Obrazki z życia harmonicznego. Jedna z naszych specjalności - kogut z Kazimierza z pastą kawiorową.
Jeden z niezliczonych postojów, rynek w Drohiczynie. Ceremonia rozkładania roweru. Marzenka bez sił na koniec intensywnego dnia.

Odbyliśmy wyprawę, jakże by inaczej - naszą Dysharmonią. Czyli pikapo-kamperem latem 2009. Z tym urlopem wiąże się dziwny zbieg okoliczności. Kierunek został obrany już podczas ubiegłorocznej odysei skandynawskiej.

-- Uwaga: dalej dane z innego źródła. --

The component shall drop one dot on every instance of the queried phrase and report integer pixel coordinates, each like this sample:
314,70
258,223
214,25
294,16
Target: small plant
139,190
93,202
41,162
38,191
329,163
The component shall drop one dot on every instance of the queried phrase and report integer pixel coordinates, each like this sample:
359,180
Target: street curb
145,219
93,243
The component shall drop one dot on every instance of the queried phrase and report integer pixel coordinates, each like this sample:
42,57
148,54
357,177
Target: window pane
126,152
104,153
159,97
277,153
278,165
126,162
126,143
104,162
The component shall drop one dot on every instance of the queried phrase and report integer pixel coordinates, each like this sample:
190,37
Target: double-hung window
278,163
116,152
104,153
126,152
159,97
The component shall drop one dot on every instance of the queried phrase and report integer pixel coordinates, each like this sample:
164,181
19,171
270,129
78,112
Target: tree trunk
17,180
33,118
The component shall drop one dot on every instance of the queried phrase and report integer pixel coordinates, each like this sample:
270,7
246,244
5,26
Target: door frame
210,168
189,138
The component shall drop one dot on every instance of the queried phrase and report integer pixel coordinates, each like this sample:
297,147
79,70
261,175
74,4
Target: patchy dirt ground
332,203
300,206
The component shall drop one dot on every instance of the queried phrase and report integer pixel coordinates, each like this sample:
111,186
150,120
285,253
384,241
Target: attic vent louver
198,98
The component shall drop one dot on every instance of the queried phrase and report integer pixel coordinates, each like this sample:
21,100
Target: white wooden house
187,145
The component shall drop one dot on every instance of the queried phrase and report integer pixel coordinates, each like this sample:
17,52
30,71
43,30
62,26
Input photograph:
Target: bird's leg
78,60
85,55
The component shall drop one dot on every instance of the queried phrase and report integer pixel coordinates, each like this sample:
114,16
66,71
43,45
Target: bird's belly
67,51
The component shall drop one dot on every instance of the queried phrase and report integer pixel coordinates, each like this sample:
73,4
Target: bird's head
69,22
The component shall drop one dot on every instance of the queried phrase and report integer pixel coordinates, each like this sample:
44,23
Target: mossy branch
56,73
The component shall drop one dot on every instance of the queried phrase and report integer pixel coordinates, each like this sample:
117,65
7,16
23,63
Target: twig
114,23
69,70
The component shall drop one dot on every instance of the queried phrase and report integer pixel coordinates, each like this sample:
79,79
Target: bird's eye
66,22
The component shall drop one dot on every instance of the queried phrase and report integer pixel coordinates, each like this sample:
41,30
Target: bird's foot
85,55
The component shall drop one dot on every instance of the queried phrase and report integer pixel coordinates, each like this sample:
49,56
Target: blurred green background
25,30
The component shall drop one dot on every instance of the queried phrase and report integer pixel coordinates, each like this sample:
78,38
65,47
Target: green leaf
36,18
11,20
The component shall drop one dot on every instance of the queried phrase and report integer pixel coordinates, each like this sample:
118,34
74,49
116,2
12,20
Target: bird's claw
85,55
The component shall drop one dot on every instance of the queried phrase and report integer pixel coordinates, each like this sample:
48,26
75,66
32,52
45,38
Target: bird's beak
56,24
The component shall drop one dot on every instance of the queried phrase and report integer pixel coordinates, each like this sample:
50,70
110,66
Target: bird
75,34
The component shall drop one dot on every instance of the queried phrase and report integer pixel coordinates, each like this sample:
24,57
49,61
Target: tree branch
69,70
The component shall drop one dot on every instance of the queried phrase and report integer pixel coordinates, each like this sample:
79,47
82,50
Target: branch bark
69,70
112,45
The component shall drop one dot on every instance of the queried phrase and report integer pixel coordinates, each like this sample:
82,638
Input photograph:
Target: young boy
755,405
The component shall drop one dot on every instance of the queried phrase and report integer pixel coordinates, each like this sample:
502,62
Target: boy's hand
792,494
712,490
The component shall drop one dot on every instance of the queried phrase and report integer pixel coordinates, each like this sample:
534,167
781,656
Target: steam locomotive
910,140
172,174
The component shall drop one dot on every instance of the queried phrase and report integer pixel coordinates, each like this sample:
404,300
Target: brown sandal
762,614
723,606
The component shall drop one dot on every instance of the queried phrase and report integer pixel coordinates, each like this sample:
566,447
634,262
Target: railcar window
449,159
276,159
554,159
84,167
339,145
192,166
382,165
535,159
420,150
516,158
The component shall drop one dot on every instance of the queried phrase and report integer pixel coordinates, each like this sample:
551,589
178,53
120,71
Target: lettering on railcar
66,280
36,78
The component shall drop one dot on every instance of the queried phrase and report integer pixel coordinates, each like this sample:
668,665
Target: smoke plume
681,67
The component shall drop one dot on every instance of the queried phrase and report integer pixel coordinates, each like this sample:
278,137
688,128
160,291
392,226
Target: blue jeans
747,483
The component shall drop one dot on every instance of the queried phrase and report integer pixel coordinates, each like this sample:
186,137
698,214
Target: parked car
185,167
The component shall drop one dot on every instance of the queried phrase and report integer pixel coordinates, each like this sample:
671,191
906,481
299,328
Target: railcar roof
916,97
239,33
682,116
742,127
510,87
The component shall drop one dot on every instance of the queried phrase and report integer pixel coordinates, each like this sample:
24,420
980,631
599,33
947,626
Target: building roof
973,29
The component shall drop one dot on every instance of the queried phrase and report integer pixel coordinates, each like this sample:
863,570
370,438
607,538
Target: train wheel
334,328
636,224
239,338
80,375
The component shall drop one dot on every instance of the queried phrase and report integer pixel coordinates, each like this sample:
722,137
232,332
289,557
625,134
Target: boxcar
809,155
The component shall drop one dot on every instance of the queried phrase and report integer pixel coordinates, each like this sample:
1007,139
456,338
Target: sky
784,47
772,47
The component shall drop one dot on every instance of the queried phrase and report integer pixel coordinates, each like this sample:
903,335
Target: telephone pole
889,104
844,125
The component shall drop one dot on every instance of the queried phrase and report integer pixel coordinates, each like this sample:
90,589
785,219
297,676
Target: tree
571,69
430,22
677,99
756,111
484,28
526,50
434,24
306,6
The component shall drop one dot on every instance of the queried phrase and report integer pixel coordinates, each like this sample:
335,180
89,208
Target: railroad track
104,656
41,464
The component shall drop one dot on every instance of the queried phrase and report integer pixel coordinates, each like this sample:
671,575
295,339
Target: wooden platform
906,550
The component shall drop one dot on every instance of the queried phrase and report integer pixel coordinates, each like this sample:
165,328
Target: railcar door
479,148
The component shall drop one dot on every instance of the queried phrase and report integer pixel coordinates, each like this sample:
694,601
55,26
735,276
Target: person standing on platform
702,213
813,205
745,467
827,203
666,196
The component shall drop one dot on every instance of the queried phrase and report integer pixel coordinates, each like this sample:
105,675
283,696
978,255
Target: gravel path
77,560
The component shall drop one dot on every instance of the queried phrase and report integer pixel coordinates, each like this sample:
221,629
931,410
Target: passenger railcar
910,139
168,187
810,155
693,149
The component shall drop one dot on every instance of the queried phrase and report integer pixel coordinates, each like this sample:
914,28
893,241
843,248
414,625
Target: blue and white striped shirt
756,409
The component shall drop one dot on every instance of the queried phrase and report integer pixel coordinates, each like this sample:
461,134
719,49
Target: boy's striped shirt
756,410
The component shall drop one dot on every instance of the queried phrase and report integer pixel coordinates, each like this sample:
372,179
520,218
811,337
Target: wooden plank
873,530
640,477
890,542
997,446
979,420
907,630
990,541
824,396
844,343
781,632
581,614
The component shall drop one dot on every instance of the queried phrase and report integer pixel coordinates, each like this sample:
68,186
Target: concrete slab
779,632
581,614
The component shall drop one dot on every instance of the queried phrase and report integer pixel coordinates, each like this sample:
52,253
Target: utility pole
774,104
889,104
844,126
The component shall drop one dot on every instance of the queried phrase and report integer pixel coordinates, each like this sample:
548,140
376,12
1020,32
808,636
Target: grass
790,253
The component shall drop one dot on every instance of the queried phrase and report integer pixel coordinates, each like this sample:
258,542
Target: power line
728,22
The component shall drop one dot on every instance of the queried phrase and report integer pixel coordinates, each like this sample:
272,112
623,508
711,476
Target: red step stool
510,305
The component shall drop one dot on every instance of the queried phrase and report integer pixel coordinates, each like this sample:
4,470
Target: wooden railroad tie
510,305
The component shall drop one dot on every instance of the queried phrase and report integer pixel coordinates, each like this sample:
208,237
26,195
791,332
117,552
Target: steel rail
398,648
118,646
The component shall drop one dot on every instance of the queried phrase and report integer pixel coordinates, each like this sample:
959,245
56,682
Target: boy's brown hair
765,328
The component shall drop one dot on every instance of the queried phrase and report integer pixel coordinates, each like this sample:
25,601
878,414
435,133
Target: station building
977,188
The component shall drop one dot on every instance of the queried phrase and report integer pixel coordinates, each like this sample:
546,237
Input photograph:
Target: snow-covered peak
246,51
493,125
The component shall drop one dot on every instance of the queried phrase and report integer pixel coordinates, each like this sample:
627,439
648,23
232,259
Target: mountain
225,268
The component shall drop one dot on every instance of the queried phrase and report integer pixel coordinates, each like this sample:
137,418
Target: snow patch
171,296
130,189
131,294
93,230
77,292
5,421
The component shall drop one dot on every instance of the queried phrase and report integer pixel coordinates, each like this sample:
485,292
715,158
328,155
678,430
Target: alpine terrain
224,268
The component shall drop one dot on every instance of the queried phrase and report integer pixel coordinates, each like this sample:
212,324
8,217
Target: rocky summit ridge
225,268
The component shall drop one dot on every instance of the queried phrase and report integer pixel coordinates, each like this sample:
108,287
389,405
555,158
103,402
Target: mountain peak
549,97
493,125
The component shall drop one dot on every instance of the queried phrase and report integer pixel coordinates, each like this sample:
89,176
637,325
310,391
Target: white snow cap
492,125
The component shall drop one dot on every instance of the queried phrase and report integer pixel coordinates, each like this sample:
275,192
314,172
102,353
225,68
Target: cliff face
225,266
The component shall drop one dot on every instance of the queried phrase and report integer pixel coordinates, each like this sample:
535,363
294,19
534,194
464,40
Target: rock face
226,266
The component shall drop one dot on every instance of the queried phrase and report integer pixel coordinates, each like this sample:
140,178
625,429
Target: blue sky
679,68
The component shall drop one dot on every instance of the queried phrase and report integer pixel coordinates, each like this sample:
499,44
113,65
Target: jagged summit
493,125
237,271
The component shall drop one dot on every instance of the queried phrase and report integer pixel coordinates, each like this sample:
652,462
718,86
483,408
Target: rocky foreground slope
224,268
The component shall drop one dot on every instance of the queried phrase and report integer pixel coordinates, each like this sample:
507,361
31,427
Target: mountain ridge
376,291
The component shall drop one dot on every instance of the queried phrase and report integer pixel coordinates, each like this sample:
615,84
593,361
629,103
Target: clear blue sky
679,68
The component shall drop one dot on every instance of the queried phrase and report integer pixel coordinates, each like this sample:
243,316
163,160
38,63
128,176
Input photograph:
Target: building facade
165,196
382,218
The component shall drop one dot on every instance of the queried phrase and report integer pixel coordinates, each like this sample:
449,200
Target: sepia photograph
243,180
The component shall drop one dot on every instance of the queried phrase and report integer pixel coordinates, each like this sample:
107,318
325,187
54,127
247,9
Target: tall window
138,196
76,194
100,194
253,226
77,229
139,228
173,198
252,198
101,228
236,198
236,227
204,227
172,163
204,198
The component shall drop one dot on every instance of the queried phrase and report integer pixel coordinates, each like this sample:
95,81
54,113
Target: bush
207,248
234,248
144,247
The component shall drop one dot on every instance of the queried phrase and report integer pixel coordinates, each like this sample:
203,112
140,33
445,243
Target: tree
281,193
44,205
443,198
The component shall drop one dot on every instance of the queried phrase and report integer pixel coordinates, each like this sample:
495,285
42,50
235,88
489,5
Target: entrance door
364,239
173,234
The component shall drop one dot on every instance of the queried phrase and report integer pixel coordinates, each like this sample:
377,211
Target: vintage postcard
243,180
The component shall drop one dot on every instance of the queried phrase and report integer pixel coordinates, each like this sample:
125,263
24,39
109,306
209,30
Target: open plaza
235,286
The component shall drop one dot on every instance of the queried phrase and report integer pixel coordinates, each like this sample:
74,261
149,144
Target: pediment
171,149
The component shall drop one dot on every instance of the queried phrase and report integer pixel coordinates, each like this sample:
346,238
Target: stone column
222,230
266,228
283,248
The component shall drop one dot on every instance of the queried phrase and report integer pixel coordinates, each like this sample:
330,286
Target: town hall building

Miało to być odwrócenie utrwalonej kolejności: najważniejsza Estonia, potem Łotwa a Litwa na końcu, jak starczy czasu. W Estonii ani na Łotwie nigdy nie byliśmy. A Litwa zapamiętana sprzed wielu lat... nie powalała, co tu ukrywać, zapleczem turystycznym. Nad rejonem wciąż unosił się aromat Wielkiego Brata ze wschodu. Było więc trochę niepokoju: czy tam bezpiecznie, czy jest dość znośnych kempingów i czy drogi przejezdne. I nagle niespodzianka. Tuż przed urlopem zdarzyła mi się służbowa wizyta na Łotwie, według dawnych przewodników najbardziej przestępczym z trzech krajów. Wprost z lotniska w Rydze wyruszyłem na prowincję. Po przybyciu na miejsce zacząłem się rozglądać podejrzliwie i ciekawie dookoła. I okazało się, że kraj skromny lecz zupełnie normalny. Wszystko jest na miejscu i wszystko funkcjonuje. A potem zobaczyłem na drodze kampera. Następnego i następnego. Z zachodniej Europy i miejscowe też. Cywilizacja kamperowa już tu dotarła, pomyślałem. I kiedy jeszcze odkryłem w Rydze miejski kemping w spacerowej odległości od Starego Miasta, już wiedziałem, że będzie nam tu na urlopie, jak w domu.
I dziwnym zrządzeniem losu, w niecały tydzień po powrocie z Rygi ruszałem znów w tamtym kierunku, tym razem Dysharmonią.

                           

Jedyne w swoim rodzaju - muzeum drogownictwa w Szczucinie.
Przeprawa promem z Kazimierza Dolnego do Janowca to zawsze atrakcja. Dwa zamki w Janowcu, jeden jest pyszny z pastą kawiorową.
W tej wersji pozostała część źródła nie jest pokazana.